Глубокая содержательность и информативность писем Игнатьева, таким образом, может объясняться не только его стремлением подробно рассказать родным о ходе военных действий и всем, с ними связанном, но и намерением использовать письма позднее. Неизвестно, при жизни ли Игнатьева или уже после его смерти с писем была снята копия, возможно, с целью подготовки к печати. Однако они не были изданы.

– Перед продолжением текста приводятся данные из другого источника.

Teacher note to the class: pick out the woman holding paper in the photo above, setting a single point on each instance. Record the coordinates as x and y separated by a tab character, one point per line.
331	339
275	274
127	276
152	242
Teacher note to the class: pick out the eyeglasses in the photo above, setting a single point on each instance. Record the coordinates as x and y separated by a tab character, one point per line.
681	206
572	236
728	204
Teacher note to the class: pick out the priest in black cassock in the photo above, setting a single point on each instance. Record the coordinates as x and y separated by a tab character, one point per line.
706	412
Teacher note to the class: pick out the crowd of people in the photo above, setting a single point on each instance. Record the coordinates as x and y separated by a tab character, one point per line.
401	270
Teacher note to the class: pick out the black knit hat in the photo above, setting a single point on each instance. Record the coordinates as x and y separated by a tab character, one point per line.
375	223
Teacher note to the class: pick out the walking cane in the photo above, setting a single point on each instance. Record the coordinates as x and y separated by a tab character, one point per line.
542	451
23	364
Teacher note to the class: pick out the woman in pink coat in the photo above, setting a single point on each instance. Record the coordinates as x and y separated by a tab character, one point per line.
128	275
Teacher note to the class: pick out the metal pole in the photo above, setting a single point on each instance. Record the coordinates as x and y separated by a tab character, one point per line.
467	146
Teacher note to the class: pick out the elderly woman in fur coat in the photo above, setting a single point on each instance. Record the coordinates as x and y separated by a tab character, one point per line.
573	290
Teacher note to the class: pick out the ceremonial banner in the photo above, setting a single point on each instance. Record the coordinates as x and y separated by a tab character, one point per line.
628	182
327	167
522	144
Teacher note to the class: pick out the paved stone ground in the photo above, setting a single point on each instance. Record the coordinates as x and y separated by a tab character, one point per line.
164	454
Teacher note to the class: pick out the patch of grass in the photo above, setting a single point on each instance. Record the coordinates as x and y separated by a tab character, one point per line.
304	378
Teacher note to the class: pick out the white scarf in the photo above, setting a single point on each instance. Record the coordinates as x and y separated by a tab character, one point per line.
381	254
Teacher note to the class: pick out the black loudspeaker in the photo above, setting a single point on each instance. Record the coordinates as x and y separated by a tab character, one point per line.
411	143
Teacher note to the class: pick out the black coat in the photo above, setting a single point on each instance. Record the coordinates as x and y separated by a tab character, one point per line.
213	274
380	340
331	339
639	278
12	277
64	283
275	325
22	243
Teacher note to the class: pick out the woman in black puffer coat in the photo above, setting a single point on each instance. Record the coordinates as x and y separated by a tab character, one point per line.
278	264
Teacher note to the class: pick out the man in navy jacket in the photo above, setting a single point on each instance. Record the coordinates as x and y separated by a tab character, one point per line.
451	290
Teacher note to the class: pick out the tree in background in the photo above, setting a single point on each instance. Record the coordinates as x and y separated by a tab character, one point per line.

Можно предположить два варианта объяснений: большинство мемуаров Игнатьева было издано в период первой мировой войны, и до издания писем просто не могла дойти очередь, помешали революционные события. С другой стороны, следует обратить внимание на острую критическую настроенность автора, множество содержащихся в письмах обвинений в адрес военного командования, досадные замечания в связи с действиями лиц императорской фамилии, хотя в целом Игнатьев относился к ней с большим пиететом. Дипломат, человек весьма эмоциональный, не мог сдерживать своего негодования при виде безответственности и пассивности главнокомандующего и его штаба, множества ошибочных военных решений, бесполезной траты людских резервов и многих других просчетов. Вряд ли опубликование таких писем приветствовалось бы российскими национал-консервативными кругами.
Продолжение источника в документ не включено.